Second of all, can anyone argue with a straight face that the U.S. would hold the same position if Maduro had lost and a government more accommodating to Washington had been implemented?
I realize that it's almost platitudinous to highlight U.S. government hypocrisy at this point. But to stop calling it out is to invite even more of it. This "contempt" for democracy in Venezuela, indeed in all of Latin America, is, of course, nothing new. The U.S. has, for centuries, viewed Latin Americans as nothing more than "naughty children" who require a "stiff hand, an authoritative hand." It has been official U.S. policy, from the Monroe Doctrine (and its straightforwardly imperialist Roosevelt Corollary) to the present, to intervene at will in the domestic affairs of any Latin American country that it perceives to be misbehaving. Even just last week, Secretary of State John Kerry condescendingly and contemptuously referred to Latin America as the U.S.'s "backyard." One wonders how Americans would react if some Latin American leader referred to the United States as his or her country's "backyard."

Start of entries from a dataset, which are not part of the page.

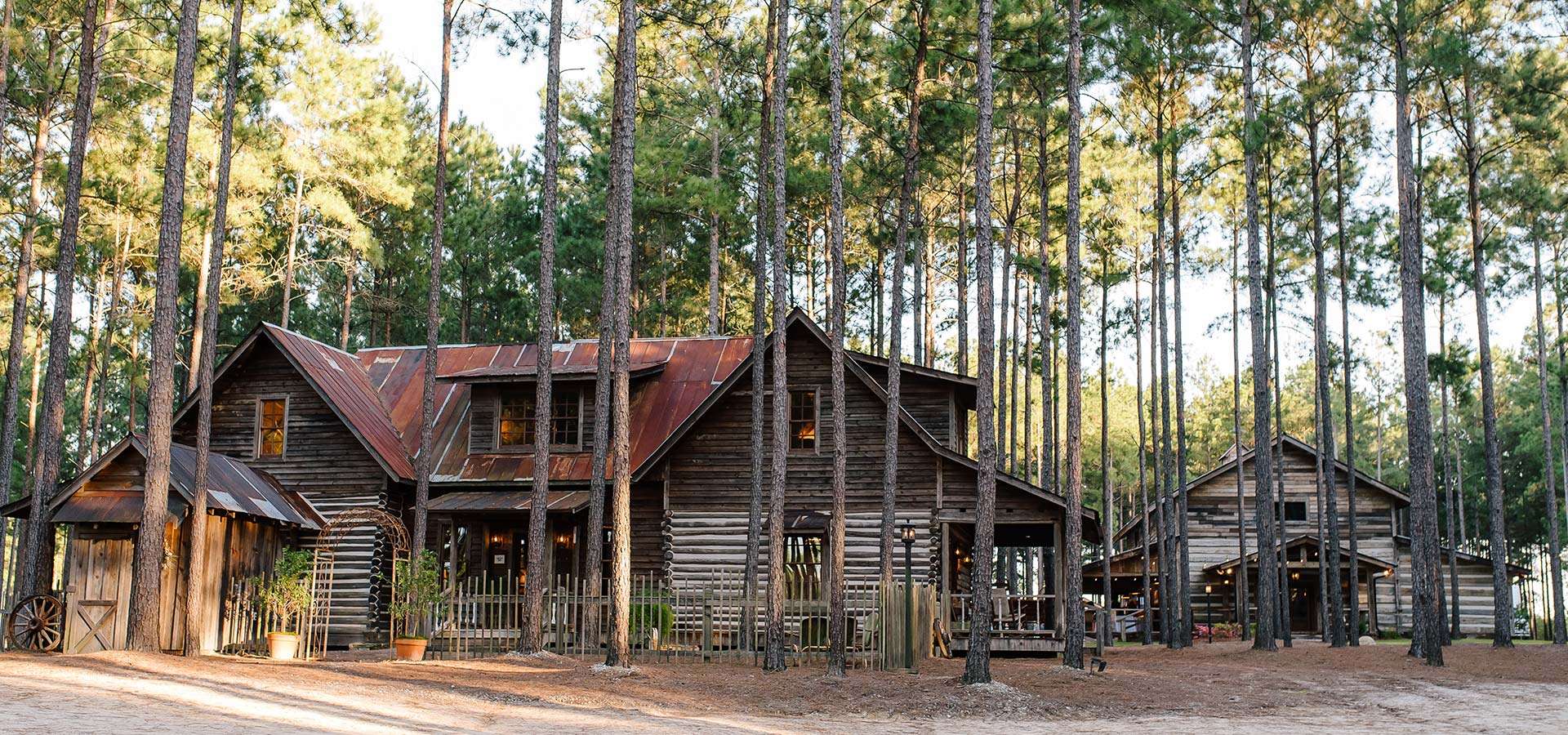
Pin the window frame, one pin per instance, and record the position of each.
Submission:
(530, 397)
(256, 426)
(816, 421)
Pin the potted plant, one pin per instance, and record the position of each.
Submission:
(416, 591)
(286, 595)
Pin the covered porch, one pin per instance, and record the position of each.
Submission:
(1214, 595)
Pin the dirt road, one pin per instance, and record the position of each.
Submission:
(1310, 688)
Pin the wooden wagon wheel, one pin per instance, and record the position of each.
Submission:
(37, 622)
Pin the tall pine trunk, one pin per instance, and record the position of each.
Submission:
(545, 361)
(20, 292)
(836, 653)
(1143, 488)
(1329, 555)
(712, 215)
(618, 234)
(906, 190)
(1073, 653)
(1107, 503)
(1353, 622)
(294, 229)
(427, 422)
(1181, 400)
(148, 569)
(1548, 472)
(1501, 591)
(1263, 479)
(760, 327)
(978, 662)
(773, 654)
(195, 608)
(1426, 639)
(51, 434)
(1242, 604)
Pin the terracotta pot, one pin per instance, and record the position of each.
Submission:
(283, 644)
(410, 649)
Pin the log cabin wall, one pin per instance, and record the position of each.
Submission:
(325, 463)
(1211, 521)
(1476, 613)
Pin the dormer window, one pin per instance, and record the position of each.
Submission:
(272, 426)
(804, 421)
(516, 421)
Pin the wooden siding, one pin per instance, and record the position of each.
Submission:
(706, 542)
(325, 463)
(1474, 596)
(710, 470)
(709, 477)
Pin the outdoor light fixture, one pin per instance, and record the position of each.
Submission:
(1208, 608)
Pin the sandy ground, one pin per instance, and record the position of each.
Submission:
(1310, 688)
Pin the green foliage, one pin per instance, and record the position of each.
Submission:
(286, 591)
(416, 591)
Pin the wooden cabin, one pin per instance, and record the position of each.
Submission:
(1220, 549)
(252, 518)
(342, 431)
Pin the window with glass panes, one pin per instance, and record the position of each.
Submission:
(804, 421)
(272, 426)
(516, 419)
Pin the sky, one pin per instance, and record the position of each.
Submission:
(506, 96)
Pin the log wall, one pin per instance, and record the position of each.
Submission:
(325, 463)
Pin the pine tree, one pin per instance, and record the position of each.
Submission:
(16, 348)
(427, 422)
(773, 653)
(148, 569)
(51, 434)
(901, 242)
(1353, 624)
(1073, 588)
(1554, 542)
(195, 607)
(1242, 604)
(543, 433)
(1147, 518)
(618, 235)
(840, 286)
(1426, 639)
(978, 662)
(1263, 458)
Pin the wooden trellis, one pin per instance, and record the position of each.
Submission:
(325, 569)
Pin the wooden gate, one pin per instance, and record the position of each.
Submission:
(99, 595)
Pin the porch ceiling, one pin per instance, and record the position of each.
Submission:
(507, 502)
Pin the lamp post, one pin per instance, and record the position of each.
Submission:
(1208, 608)
(908, 596)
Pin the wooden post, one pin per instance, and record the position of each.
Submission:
(707, 626)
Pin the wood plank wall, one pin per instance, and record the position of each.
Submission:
(325, 463)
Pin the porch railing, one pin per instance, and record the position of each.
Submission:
(702, 617)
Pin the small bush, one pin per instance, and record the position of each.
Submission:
(286, 593)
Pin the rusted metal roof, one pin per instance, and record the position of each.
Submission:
(687, 372)
(507, 501)
(528, 372)
(231, 486)
(345, 387)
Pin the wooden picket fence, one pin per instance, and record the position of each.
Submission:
(698, 618)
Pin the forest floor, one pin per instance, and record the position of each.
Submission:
(1308, 688)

It's vitally important for American citizens to understand the simple truth that the U.S. government, like any other government, is not a moral actor in foreign affairs. The U.S. government pursues what it perceives to be U.S. interests. That is it. Democracy, peace, human rights, these ideas are all incidental. A dictatorship that supports U.S. policy is preferable to an elected government that does not. Repression is welcomed if the victims are seen as some sort of potential threat to U.S. interests.
In a functioning democratic culture with an adversarial press, when a White House spokesman proclaims with a straight face that the U.S. has suddenly become irrationally scrupulous about the integrity of a particular foreign election (in which, coincidentally, its preferred candidate happened to lose), the reporters in the room would fall out of their chairs laughing. It's a claim that would be summarily dismissed and mocked by anyone with even a cursory knowledge of U.S. history and foreign policy. The U.S. cares not one iota about Venezuelan democracy and has, in fact, repeatedly demonized it and tried to undermine it. The U.S. cares about itself, as Secretary of State Robert Lansing helpfully explained in 1915, when discussing U.S. intervention in Latin America:
In its advocacy of the Monroe Doctrine the United States considers its own interests. The integrity of other American nations is an incident, not an end. While this may seem based on selfishness alone, the author of the Doctrine had no higher or more generous motive in its declaration. To assert for it a nobler purpose is to proclaim a new doctrine.
Then, as now, U.S. foreign policy was sold to the masses as being purely selfless and benevolent. By this point, though, we should know better.